The Maldives faces the threat of extinction from rising sea levels, but the government said on Thursday it was looking to the future with plans to build homes and a golf course that can float.
An increase in sea levels of just 18 to 59 centimeters would make the Maldives — a nation of a number of tiny coral islands in the Indian Ocean — not suitable for humans to live in by 2100, the UN's climate change experts have warned.
President Mohamed Nasheed has declared a fight for survival, and last month he signed a deal with a Dutch company to study suggestions for a floating structure that could support a conference centre, homes and an 18-hole golf course.

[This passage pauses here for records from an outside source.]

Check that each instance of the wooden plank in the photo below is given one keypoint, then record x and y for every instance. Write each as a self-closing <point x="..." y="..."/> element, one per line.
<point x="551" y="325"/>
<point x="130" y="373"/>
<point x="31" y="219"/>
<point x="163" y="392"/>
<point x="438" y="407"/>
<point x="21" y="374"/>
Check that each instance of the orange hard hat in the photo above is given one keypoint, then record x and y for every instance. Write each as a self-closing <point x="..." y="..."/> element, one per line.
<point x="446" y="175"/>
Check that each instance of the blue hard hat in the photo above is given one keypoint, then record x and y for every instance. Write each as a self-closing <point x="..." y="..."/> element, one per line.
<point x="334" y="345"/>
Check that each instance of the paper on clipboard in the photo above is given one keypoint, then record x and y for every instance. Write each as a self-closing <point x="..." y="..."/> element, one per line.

The company, Dutch Docklands, is currently building floating developments in the Netherlands and Dubai. Its website said it undertook projects that make “land from water by providing large-scale floating constructions to create similar conditions as on land”.
The Maldives began to work on an artificial island known as the Hulhumale near the crowded capital island of Male in 1997 and more than 30,000 people have been settled there in order to ease crowdedness. The city, which has a population of 100,000, is already protected from rising sea levels by a 30-million-dollar sea wall, and the government is considering increasingly imaginative ways to fight climate change.
Nasheed, who held the world's first underwater cabinet (内阁) meeting in October to highlight his people's serious and difficult situation, has even spoken of buying land elsewhere in the world to enable Maldivians to relocate if their homes are completely covered.
He has also promised to turn his nation into a model for the rest of the world by becoming “carbon neutral (碳中和)” by 2020. His plan involves ending fossil fuel use and powering all vehicles and buildings from “green” sources such as burning coconut husks.